Così Gesù, quando torna al cielo, potrà benedirle e a loro volta
le artemisie, poste nelle case, potranno proteggerle nel corso dell'anno.
C'è anche l'Erba bianca, "nome locale", per un'erba abbastanza nota
universalmente. Ce ne sono tante altre. E soprattutto, c'è il celebre
assenzio, l'Artemisia absinthium. Madre di tutte le erbe, l'artemisia,
ha speciali virtù per quanto attiene alle donne: regola quindi le
mestruazioni, impedisce le false gravidanze, è d'aiuto nei parti.
Ha anche ulteriori capacità: secondo Apuleio, un suo rametto fa
sì che il viandante senta meno il peso della via. Scaccia i diavoli,
neutralizza il malocchio e la iettatura. Due belle leggende, a proposito
di quest'erba. La prima riguarda una ragazza che andando a passeggio
finisce, per incidente, in una buca piena di serpenti. Sul fondo
dell'abitacolo c'è una pietra luminosa. I serpenti, affamati, sono
condotti lì dalla regina dei serpenti. Leccare la pietra e saziarsi
è tutt'uno.
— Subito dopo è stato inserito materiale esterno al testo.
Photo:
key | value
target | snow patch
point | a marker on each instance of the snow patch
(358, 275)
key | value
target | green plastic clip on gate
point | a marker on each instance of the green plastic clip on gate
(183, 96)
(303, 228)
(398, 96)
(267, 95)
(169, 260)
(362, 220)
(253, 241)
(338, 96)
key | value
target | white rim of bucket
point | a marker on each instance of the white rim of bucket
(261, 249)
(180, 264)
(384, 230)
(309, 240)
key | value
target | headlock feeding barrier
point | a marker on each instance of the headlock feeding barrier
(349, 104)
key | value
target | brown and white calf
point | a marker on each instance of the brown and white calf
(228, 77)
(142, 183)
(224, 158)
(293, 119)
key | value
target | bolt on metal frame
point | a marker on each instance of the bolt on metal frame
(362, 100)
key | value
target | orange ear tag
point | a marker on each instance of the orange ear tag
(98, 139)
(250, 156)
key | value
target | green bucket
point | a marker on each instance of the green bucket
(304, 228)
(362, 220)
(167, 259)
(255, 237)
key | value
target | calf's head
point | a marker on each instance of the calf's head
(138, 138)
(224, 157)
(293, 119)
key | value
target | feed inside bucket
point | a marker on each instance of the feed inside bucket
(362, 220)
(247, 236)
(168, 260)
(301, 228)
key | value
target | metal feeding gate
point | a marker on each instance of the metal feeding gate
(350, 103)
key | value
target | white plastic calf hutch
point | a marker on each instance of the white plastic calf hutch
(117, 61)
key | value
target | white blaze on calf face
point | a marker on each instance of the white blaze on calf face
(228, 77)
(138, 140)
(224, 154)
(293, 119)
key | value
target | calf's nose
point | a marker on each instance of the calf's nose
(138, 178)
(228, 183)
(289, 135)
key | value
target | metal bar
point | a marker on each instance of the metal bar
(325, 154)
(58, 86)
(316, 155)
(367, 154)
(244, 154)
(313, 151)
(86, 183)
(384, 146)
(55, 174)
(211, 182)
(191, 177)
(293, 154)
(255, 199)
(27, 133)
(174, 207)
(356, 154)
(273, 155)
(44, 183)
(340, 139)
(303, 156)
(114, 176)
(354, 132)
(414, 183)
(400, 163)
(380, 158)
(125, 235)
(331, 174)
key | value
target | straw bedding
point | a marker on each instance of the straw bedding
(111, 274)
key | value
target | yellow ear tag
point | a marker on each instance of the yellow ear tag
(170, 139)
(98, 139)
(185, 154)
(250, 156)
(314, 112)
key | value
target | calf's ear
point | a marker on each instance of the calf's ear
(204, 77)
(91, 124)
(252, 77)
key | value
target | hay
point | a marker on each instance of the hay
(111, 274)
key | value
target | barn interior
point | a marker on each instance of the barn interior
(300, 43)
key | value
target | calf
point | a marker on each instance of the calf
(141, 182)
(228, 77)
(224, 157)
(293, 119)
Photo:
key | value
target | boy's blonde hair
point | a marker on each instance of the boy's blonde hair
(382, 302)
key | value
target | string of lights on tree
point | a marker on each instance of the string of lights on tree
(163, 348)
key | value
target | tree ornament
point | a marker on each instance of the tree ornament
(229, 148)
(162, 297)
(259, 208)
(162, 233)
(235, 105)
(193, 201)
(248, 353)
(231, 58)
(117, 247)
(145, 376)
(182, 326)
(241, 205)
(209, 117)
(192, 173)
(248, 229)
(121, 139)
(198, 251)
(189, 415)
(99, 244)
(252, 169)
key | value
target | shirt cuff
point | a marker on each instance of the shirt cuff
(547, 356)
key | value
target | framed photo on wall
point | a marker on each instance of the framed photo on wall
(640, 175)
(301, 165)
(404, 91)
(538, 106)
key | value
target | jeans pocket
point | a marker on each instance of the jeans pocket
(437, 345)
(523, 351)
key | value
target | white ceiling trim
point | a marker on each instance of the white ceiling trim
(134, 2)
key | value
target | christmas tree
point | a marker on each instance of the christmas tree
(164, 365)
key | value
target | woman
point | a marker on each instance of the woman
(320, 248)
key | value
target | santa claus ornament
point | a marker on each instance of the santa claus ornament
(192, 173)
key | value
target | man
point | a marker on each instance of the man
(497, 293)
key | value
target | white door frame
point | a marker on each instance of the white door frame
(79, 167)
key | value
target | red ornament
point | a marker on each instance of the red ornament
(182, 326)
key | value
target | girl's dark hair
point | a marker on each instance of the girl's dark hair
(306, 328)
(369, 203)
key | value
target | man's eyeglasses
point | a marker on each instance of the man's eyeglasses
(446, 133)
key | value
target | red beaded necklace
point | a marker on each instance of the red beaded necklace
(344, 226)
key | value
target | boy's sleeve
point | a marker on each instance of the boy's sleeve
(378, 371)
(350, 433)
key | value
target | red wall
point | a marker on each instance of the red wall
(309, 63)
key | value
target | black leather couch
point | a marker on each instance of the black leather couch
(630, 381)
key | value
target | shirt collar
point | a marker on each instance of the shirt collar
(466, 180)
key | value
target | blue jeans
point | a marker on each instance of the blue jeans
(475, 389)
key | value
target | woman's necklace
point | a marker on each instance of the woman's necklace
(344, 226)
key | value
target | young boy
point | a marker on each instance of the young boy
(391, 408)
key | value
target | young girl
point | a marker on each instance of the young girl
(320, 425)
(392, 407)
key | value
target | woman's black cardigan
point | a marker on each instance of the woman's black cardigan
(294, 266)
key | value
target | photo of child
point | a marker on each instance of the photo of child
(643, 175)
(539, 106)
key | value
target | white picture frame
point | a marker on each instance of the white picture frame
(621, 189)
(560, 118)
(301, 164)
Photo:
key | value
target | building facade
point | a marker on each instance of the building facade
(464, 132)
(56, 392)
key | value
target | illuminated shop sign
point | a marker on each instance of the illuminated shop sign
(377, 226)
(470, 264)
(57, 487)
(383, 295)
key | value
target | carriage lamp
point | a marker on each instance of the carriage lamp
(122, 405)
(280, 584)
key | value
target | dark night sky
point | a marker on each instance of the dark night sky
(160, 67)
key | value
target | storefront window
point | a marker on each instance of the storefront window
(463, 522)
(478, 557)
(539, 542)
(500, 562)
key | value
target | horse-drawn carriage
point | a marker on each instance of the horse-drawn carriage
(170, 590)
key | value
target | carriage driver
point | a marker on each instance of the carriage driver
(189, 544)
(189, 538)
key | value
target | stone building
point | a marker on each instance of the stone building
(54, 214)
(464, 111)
La ragazza ben presto imita i serpenti e con loro sopravvive.
Ed ecco, l'inverno è passato, si fa avanti, faticosamente, la primavera.
I serpenti si snodano, intrecciano le code in modo da formare una
scala: la ragazza può uscire all'aperto, può rientrare nel mondo.
Prima che questo avvenga la regina dei serpenti le fa un dono: le
dà facoltà di comprendere il linguaggio delle erbe, di conoscere
le loro proprietà medicamentose. In cambio, lei non dovrà mai nominare
l'artemisia. La giovane donna ben presto si rende conto di comprendere,
in effetti, tutto ciò che le erbe si dicono, quello che suggeriscono.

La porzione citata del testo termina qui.